His opponents were moving slowly in the darkness. Waiting for him to come to them. Sutter was gambling that Traverse would be impatient.

But there really was work to do.

Stomping down the damaged hallway and finding the stairs, he stopped suddenly when a group of rotted corpses waited on a landing. Creatures that had been made by his video, demonic creatures with black orbs where the eyes should be, their lust for violence awakened easily; otherwise, they slumbered. They dreamt in the darkness, and of what, Traverse did not know.

Instead of opening up on them at full auto, he charged into the trio of dead people and tossed it over the stairs onto the next floor. The bodies crumpled over the stairs below, their dead bodies fleshless, light, easy to throw over the edge.

Gunfire pounded the dark below.

One rotten corpse left to throw over. He dropped the M16, grabbed both forearms, and drove the zombie forward and used it as a shield. Nearly sliding down the concrete steps, Jim dropped the shield and dove toward the next landing. He caught himself, rolled against the wall, lay on his side, and drew the 9mm in quick, fluid movements.

Target.
Pop!
Target.
Pop!
Target.
Pop!

Another. Another.

Another.

Until nobody was left standing.

“Jim? Is that you?”

“Yes.”

“Goddammit. Can I at least have my guns back?”

“Yes.”

“Why do you have to be so difficult? You usually gloat, don’t you? I heard your speech earlier to that poor girl. Why don’t you read poetry to me? Tell me a bedtime story. Come on, Jim. Please?”

He backtracked, pleased with his body’s performance. The spoils of war belonged to him. Sutter would bring more men. The fight wasn’t over.

Time was running out.

“Oh Jiiiiiiiiiiiiiiii-iiiiiiiiiiiiiim. Why don’t you come out here? That place is too big to smoke you out. Why do you have to be so difficult? Let’s get this over with, and we can both go about our business killing people for fun.”

Quickly, too quickly, the action was over. Did it happen at all? There was no adrenaline rush, no desire to keep fighting. There was nothing.

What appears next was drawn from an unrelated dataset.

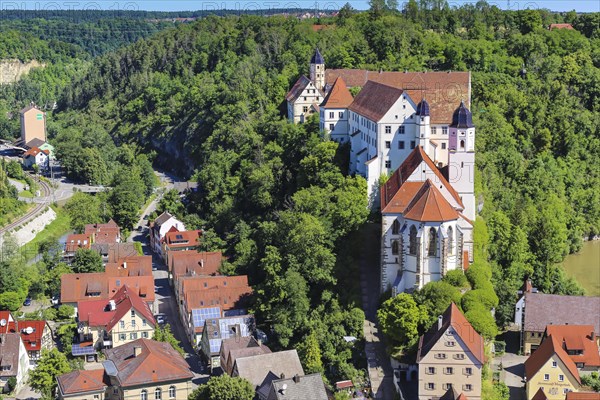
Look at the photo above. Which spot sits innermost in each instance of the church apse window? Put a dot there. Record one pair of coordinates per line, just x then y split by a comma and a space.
433, 242
395, 227
413, 241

He pulled Linda into his arms, set her down on a table, and used his trepan kit on her brain after pulling back her scalp. Sutter remained outside, his taunts nothing more than an added note of chaotic music accompanying Linda’s screams.

 

MINA

 

 

 

 

 

It was better here, down in the dark, away from all the hurt. Mina cared about all the people who had died because of her afflicted mind. She cared that some of them could love or feel. Cared that some of them could have families. Cared that some of them could live as she had not been able to live. No need to be selfish; she had the power to hurt, and the power to do nothing.

Her mind was no longer jumping into other dead bodies. Maybe she could live forever, but she didn’t have to see the world crumble.

It’s not so easy,
the demon said to her.
You know I won’t let you hide. Not when we can do so much together.

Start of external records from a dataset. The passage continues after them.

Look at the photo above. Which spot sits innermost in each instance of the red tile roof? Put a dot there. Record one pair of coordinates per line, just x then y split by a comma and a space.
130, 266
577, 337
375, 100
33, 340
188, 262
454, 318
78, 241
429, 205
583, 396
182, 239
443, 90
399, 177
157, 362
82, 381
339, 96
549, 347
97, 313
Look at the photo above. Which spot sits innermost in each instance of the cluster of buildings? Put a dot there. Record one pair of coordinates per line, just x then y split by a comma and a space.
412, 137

Mina didn’t want to do anything.

You want your questions answered.

No, she didn’t.

Your mind is not yours alone. Your soul is not yours alone.

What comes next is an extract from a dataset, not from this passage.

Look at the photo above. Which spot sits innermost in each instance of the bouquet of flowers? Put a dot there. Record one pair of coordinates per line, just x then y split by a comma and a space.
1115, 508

Mina was sitting in Eloise Fields again. In a blue gown in a sterile room, a television monitor hanging from the ceiling in a corner; one of those shows where doctors had melodramatic relationships with one another while arguing about the morality of the non-existent Hippocratic Oath, and once in a while, they would be trying to save someone’s life in a pulse-pounding surgery scene. Nothing else in the room besides a round table, four plastic chairs, and the muted television.

Her long red hair. She missed it. It was clean and smelled like the cheap shampoo they let her use at Eloise Fields.

“What do you think?”

Gillette aftershave, Marlboro cigarettes, slicked hair thinning over his scalp, brown sports jacket, jeans. Stomach just pushing against his waistline. Leaning back in his chair, even though he wasn’t sitting there a moment ago.

She tried to think of something to say.

“Well?”

“Patrick,” she said.

“Do I get an apology or what?”

“Um.”

“At least tell me why.”

“Wait. You’re not Patrick. I ate Patrick.”

“You did. You ate me. And here we are.”

“You’re not in Hell. I’m not in Hell. I don’t think so, I mean. I think I loved you, but I didn’t love you. I loved Patrick for a little while, but not you. I think I loved
him
.”

“I am Patrick.”

“No. You’re the voice inside my head.”

He crossed one leg over the opposite thigh and tapped the cigarette against his shoe.

“So if I’m a voice in your head, then you’re not here, are you?” Patrick asked.

“I’m insane. I don’t think I should spend time trying to figure things out. You can do the thinking for me.”

Patrick nodded. “Fair enough. You don’t think I’d be in Hell right now?”

Mina shrugged. Father Joe had talked with her when she was inside Jack’s body, and she had listened. Jack had wanted to protect a little girl and kill his evil brother, but he had to do it as a zombie and with Mina inside of his head.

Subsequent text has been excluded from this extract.